Si la France avait fait ça, elle serait entrée en guerre avec la Turquie et les pays du Maghreb car ce n’est plus « germanophone » que l’Alsace est aujourd’hui à 95%
d’ailleurs une banlieue de Strasbourg est surnommée Turkwiller….cherchez vous trouverez
Ça m’évoque les Sudètes à Munich, le démembrement de la Tchécoslovaquie et l’invasion de la Pologne qui s’ensuivirent
Ça n’augure rien de bon mais on s’écrasera comme on l’a toujours fait, Macron fait juste rire à l’Est. L’Europe suivra.
Personne n’avait bronché en 2014 sous prétexte que la Crimée était historiquement russe et cédée par Khrouchtchev en 1954 à l’Ukraine .
L’Histoire a montré qu’il faut réfléchir à deux fois avant de s’opposer aux Russes par la force.
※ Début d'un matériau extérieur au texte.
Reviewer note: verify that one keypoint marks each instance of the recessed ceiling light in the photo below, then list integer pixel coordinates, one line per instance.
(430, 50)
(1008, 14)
La Crimée EST russe, ce n’est pas un prétexte, regardez une carte des langues parlées en Ukraine et la Crimée à 95% russophone a fait un referendum que le « camp du bien » refuse d’admettre.
.
En 2014 un gouvernement pro-otan a remplacé un gouvernement pro-russe a Kiev, ce gouvernement était très menaçant pour les russophone, donc la Crimée a organisé un referendum sur le rattachement à la Russie. A voir comment kiev bombarde les deux régions russophones de l’est, ils ont bien eu raison.
Les hommes politiques occidentaux ont tellement peu l’habitude de dire ce qu’ils pensent et feront que quand un dirigeant prévient que certaines choses sont pour son pays inacceptables, ils ont du mal à ne pas voir que ce n’est pas du théâtre.
Poutine a assez prévenu, quand après 8 ans, il n’y a aucune avancée, je ne trouve pas délirant qu’il décide de prendre les choses en main même si je regrette qu’il faille en arriver là.
Biden a fabriqué sa guerre et maintenant il s’en lave les mains (heureusement). Son objectif est atteint : faire basculer l’Europe dans son giron.
C’est triste de mépriser ainsi une population prise en étau.
Il est certain que dans un monde où l’on parle et gesticule bien plus que l’on agit, on ne s’attend plus à ce que quelqu’un finisse par faire ce qu’il avait annoncé.
C’est là la différence entre les sociétés qui travaillent à leur disparition et celles qui s’affirment et consolident ce qu’elles sont.
Une photo de la fête de la musique 2018 sur le perron de l’Elysée nous dit tout de l’orientation que prend notre pays.
Ou comme la France attaquant l’Allemagne pour récupérer l’Alsace et la Moselle
C’est là, effectivement, le parallèle le plus approprié au vu de la situation.
C’est un trait de notre époque que d’utiliser un même exemple pour illustrer 2 positions diamétralement opposées.